Feeling melancholic butterflies…

And then I made my dad happy when he found my ‚keep up your spirits‘ postcard in the mail. 

Feeling good.

Bad news

​Old men doing their cocksure manipulation again. It’s unbelievable and I’m truly worried for what is to come over the next years. 

We desperately need to find ways to deal with „post fact“ communication in order to make sure democracy, solidarity and tolerance, human rights and nothing less but a peaceful society for generations to come do not fall victim to the antics of some evil old souls. 

Closing time

Train ride at late hour.

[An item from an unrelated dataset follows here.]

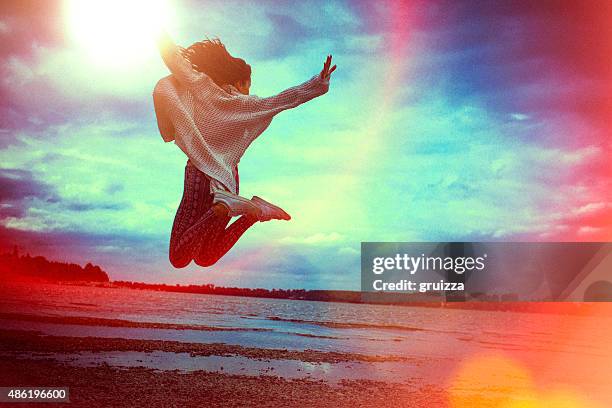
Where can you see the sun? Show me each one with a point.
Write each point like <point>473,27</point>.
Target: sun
<point>117,32</point>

Tom Waits is singing a melancholy closing time, putting me in the right mood to roam in between thoughts.

Slowly, the train crawls though the grey suburbia of some German town. No housing. Just fields. The odd factory building, at hazy night light assuming an almost portly stature. Around it there’s empty space. Anywhere, yet nowhere. Can’t see what’s in front of me or what I’ve left behind.

… and a lazy old tomcat on a midnight spree, all that you left me was a melody …

It is dark outside. Wafts of mist close in on the autumnal surroundings. Funnel-shaped, they billow in warm, orangey street lantern light. The atmosphere is spectral. Serene. Shapes born from my thoughts gently roam in rhythm with the train’s rattling.

Tom is replaced by Bruce whose words speak my telltale heart.

… may your precious blood bind me, Lord as I stand before your fiery light …

There’s always been darkness.

As well as all exceeding, joyful light. Noone‘s ever known my fantasy world. Of imagination, peace and trust. Of love and rhythm. Of pictures and stories, of playfulness and blinking awe before the vast knowledge to be gathered in this boundless universe. Of an all embracing love for the natural world and the possibilities of human imagination and creativity.

… may I feel your arms around me. May I feel your blood mix with mine.
A dream of life comes to me; like a catfish dancing on the end of my line …

Long gone.

Bruce again. Ol‘ boss always finds the right words to save a life within 180 seconds.

There‘s a way to come to terms with one’s own melancholia. I’m sure. Must be.
Maybe you would understand. Would I?

Aren‘t our ways of being haunted – our beliefs in calmer times, equally vast?

Your demons sure are different from mine. Could you share yours with me? Would you be prepared for mine? In a world we create of our own?

… sky of blackness and sorrow. Sky of love, sky of tears
sky of glory and sadness. Sky of mercy, sky of fear
sky of memory and shadow. Your burning wind fills my arms tonight
sky of longing and emptiness. Sky of fullness, sky of blessed life …

A fooled heart, beating fast in search of new dreams.